Detailed Design and Testing of Low Humidity Air Conditioning Unit

Photo of Cole Carlson, Daniel McCalib, Derek Weber Students: Cole Carlson, Daniel McCalib, Derek Weber

Sponsor: Austin Management Group

Date: Fall 2009

The air handler unit the design team used for testing is a new custom built prototype. The unit featured the sponsor's patent pending idea of a cross counter-flow evaporator coil. A 2.0 ton 14.5 SEER Goodman condenser unit was used that operated with refrigerant R-22. For the performance of this unit to be considered adequate, the main requirement is that the system must deliver supply air between 40°F and 45°F and maintain 40% relative humidity in the room. Also, the unit must consume less energy than a standard air conditioning unit.

A new air conditioner design reduces energy consumption by maintaining a comfortable living environment at higher temperatures and lower humidity. For this project, the team performed detailed design and testing of the low humidity air conditioner unit developed in previous semesters.
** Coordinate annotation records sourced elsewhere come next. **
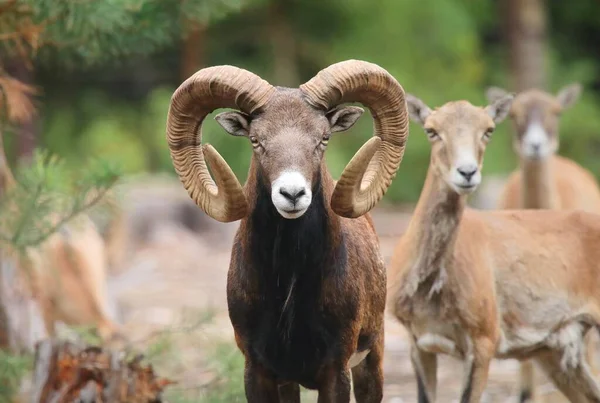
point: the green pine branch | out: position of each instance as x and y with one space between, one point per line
47 197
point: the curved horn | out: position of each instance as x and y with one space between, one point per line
208 89
368 175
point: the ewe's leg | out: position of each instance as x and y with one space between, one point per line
336 387
550 363
425 367
289 393
260 386
590 350
368 376
477 367
526 382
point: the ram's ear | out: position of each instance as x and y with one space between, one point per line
495 93
569 95
417 110
234 122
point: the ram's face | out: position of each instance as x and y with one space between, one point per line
289 139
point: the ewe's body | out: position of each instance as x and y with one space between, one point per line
545 180
68 277
468 283
306 284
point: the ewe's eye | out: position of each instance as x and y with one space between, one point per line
432 134
487 135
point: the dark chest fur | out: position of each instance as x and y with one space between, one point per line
287 327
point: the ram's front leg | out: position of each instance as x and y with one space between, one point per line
425 367
477 367
260 386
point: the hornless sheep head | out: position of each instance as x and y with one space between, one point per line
535 115
289 130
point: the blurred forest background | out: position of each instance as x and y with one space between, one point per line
106 77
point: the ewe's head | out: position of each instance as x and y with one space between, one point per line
458 133
535 116
288 130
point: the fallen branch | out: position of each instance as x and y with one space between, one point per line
66 372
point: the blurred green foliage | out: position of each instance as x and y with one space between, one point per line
47 196
439 50
12 369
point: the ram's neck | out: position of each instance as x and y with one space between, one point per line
432 232
537 187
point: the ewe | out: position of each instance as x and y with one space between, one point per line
306 284
545 180
482 284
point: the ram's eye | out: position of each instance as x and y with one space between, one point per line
487 135
432 134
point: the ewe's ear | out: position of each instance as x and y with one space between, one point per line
417 110
568 95
498 110
234 123
343 117
495 93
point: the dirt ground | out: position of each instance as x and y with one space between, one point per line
174 273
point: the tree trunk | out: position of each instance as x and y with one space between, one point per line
525 31
283 46
27 133
24 325
21 323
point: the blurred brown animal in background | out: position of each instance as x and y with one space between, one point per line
545 179
483 284
306 283
68 278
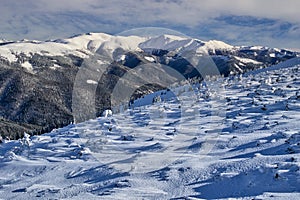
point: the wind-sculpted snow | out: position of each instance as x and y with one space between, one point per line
155 151
37 77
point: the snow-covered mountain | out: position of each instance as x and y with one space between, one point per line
85 45
37 77
236 137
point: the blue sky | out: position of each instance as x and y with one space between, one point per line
273 23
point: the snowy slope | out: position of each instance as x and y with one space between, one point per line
84 45
180 148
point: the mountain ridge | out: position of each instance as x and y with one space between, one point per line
37 78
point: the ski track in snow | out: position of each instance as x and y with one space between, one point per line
127 156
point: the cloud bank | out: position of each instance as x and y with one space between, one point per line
270 22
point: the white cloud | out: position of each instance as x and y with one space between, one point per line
40 19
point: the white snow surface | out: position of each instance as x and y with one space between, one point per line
158 150
87 44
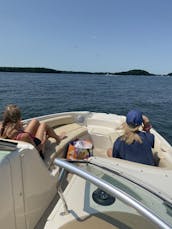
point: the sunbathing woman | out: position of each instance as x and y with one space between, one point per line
35 132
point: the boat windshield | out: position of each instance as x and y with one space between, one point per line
108 186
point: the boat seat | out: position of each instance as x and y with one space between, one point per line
73 131
61 120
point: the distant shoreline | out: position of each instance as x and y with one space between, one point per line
49 70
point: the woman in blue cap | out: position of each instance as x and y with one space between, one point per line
135 145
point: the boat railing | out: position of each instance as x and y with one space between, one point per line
111 190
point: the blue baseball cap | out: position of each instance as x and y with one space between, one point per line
134 118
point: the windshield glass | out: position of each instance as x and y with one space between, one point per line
149 200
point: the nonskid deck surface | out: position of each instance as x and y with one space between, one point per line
110 220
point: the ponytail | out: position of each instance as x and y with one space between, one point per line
130 134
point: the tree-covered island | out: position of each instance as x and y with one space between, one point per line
49 70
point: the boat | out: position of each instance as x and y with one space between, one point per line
58 193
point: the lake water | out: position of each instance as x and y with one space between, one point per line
40 94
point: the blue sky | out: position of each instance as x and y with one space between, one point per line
87 35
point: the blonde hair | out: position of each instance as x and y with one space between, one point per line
130 134
11 116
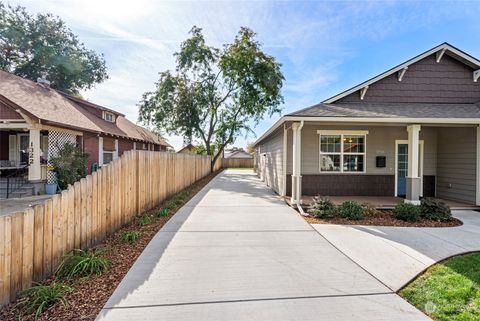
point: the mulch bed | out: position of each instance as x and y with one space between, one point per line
384 218
91 293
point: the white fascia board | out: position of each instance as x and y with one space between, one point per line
441 47
390 120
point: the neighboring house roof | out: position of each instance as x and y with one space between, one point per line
389 110
55 108
237 154
440 50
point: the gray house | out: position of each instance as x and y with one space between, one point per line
410 132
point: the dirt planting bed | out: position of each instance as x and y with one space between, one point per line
383 218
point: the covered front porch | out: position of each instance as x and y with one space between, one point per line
382 164
25 150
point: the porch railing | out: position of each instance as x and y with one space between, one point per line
15 180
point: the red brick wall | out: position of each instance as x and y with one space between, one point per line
124 145
4 146
90 146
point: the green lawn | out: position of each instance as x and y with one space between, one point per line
448 291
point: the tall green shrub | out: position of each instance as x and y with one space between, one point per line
351 210
70 165
434 209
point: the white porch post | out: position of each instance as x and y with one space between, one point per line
100 151
297 159
478 165
34 168
413 177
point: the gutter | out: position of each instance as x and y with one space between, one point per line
388 120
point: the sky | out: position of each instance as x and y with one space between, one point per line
324 47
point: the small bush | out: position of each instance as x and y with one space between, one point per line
144 219
322 208
39 297
80 263
351 210
370 210
434 209
407 212
130 236
162 212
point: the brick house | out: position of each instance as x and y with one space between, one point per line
35 121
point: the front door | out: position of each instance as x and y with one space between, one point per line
401 167
23 144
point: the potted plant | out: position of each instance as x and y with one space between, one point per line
50 187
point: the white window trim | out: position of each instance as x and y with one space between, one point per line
342 133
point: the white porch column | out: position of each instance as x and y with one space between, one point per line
478 165
100 151
413 177
296 164
34 168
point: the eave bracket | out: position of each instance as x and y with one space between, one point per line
476 75
401 73
440 54
363 92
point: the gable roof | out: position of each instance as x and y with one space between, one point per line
53 107
440 50
391 110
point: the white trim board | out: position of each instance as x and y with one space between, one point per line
378 120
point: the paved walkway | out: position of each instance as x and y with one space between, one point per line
237 252
396 255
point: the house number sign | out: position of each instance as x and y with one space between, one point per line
30 154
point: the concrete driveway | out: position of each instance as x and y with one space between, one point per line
396 255
237 252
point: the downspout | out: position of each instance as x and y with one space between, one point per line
296 168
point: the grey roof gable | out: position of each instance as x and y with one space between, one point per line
391 110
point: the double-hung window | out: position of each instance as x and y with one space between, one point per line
342 152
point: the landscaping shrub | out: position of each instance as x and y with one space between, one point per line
369 210
39 297
162 212
130 236
351 210
70 165
434 209
322 208
144 219
407 212
80 263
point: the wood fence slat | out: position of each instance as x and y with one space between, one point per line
47 238
27 248
32 242
16 255
38 242
5 258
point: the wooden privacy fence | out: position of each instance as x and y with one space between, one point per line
32 242
237 162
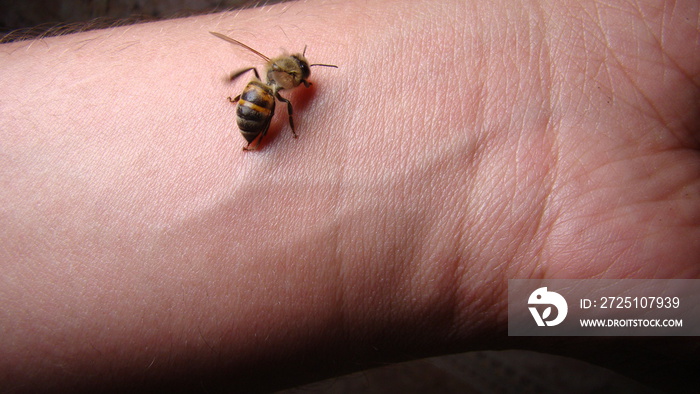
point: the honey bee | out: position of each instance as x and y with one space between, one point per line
256 104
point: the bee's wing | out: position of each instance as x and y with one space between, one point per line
236 42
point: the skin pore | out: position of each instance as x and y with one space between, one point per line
458 145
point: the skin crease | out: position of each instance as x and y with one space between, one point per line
458 145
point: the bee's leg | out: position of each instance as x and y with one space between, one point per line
289 111
238 73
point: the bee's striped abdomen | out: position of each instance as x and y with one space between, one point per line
255 109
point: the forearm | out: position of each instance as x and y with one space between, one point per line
138 236
139 239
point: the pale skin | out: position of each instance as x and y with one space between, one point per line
458 145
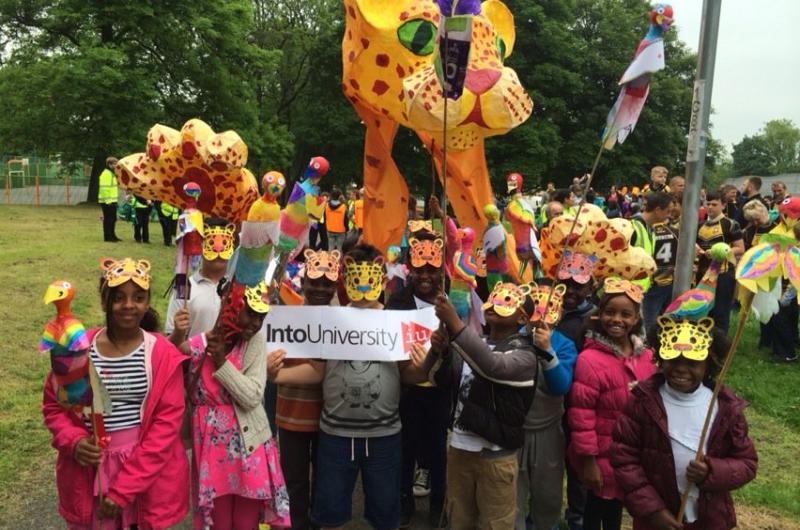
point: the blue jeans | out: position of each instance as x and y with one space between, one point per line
339 460
656 299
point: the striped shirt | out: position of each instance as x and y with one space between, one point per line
125 380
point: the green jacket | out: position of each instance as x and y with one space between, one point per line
169 211
107 193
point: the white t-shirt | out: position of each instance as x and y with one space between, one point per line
204 306
685 416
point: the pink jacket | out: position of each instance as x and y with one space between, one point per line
156 473
602 384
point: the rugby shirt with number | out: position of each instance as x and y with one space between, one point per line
125 379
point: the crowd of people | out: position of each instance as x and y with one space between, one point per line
488 421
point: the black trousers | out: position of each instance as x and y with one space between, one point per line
298 454
425 414
605 514
784 331
723 300
141 228
109 221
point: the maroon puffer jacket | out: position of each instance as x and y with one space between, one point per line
645 469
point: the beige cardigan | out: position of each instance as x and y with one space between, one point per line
247 389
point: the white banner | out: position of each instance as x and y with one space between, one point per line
348 333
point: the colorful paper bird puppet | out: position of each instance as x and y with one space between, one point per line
215 162
762 268
463 283
75 380
522 219
494 244
698 302
305 205
635 82
260 232
188 241
595 234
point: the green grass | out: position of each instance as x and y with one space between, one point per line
43 244
40 245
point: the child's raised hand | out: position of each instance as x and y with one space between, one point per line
109 509
181 320
446 313
86 452
439 341
541 338
215 347
418 354
664 520
275 363
696 472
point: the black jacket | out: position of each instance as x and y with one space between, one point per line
502 391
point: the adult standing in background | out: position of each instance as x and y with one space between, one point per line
658 179
107 196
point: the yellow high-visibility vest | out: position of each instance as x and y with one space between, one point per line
107 192
645 239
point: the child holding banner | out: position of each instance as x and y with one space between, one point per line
424 409
299 406
492 384
360 421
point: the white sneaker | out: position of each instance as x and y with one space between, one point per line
422 483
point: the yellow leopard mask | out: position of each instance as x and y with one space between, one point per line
258 298
322 263
425 252
363 279
684 337
118 272
218 242
507 298
543 312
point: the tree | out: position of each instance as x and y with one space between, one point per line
88 78
782 142
570 65
774 150
751 156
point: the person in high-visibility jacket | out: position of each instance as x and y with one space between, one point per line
336 220
168 217
657 206
107 197
141 223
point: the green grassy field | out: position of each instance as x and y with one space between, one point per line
43 244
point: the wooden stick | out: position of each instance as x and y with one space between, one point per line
186 282
744 312
99 474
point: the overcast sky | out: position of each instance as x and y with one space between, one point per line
757 72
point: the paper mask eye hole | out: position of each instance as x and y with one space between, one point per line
418 36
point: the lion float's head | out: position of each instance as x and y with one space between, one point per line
388 53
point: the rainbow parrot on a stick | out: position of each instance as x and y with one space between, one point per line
635 82
75 381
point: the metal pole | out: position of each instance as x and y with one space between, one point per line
696 149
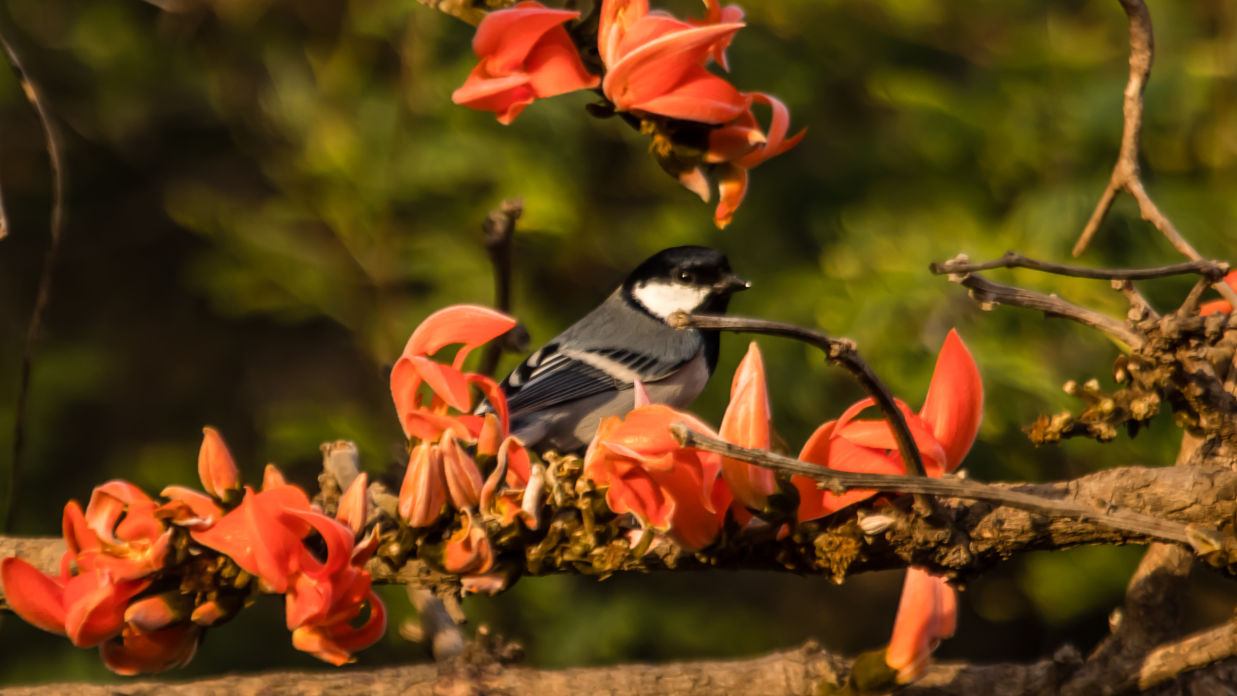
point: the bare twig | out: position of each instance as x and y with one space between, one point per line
986 293
843 481
55 155
1126 172
500 229
1190 653
1206 267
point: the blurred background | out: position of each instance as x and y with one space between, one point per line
267 195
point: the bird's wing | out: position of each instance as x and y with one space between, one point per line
552 376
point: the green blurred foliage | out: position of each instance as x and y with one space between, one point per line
266 197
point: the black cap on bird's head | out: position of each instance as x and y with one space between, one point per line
683 278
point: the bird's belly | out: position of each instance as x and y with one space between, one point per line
570 427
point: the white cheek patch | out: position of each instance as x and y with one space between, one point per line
663 299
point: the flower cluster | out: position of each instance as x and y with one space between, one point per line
654 72
113 590
687 493
450 444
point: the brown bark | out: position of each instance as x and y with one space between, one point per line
804 671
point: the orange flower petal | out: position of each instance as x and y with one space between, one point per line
746 423
423 492
469 324
460 474
36 597
140 652
927 613
215 465
955 401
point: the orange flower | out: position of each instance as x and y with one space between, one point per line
656 63
470 325
526 55
927 615
1220 305
742 145
215 466
647 474
118 534
469 550
145 652
746 423
88 607
943 430
265 535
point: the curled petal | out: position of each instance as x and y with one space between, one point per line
731 189
140 652
927 613
616 17
1220 305
187 507
955 401
746 423
695 181
469 324
83 542
95 606
776 141
335 643
146 652
661 72
517 461
215 465
272 477
157 611
491 435
445 381
423 492
36 597
460 472
505 37
260 538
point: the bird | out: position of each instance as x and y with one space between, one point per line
559 394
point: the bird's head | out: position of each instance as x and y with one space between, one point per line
683 278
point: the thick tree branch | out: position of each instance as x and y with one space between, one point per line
804 671
981 534
841 481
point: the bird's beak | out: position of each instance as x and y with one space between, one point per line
731 283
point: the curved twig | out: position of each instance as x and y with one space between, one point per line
1126 173
843 481
1205 267
838 350
55 155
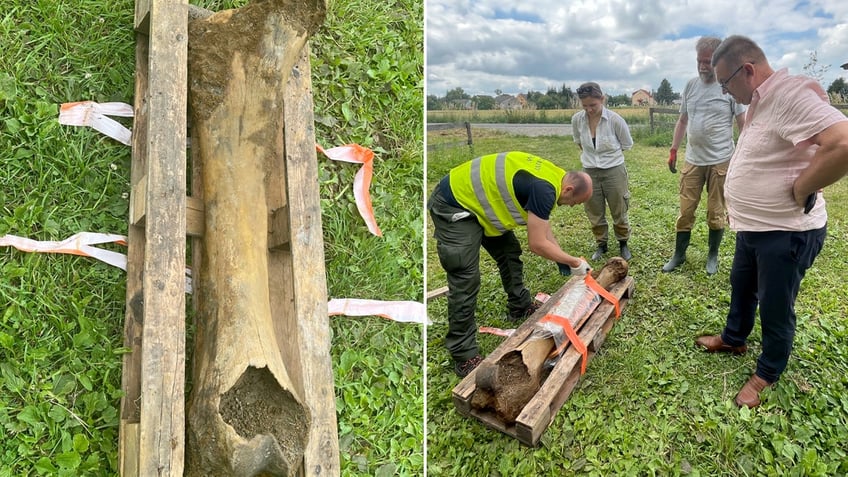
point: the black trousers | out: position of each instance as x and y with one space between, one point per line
458 240
767 271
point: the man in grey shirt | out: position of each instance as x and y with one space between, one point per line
706 117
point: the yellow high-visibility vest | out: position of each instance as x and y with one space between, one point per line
484 187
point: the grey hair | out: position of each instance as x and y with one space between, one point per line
707 43
590 90
738 49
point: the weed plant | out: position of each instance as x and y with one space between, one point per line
61 316
650 403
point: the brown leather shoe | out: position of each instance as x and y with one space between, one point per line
749 395
714 344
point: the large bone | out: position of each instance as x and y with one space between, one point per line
507 385
245 416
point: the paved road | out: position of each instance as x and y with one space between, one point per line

The focus was to optimize the blower configuration and its operation. This required an economic analysis and performance testing to determine if a design change was warranted to replace the existing variable frequency drive with a multi-speed blower configuration. The other aspect of the project was to write a proposal to Austin Energy to award rebates to air conditioning units that save energy through improved dehumidification performance.

A controller to cycle the blower between high and low speeds was installed. A thermal switch mounted just after the evaporator coil on the return line activated a relay to switch blower speeds. To obtain maximum dehumidification without freezing the evaporator, it was determined the low speed should achieve a flow rate of 200-250 cfm. This low air flow through the evaporator cools the return line to 35°F before cycling back to high speed to avoid sending liquid refrigerant into the compressor. Testing demonstrated that similar results were obtained in the ability of the unit to dehumidify with both the multi-speed blower control and the VFD configurations. This warranted a design change to replace the costly variable frequency drive with a less expensive multi-speed blower control.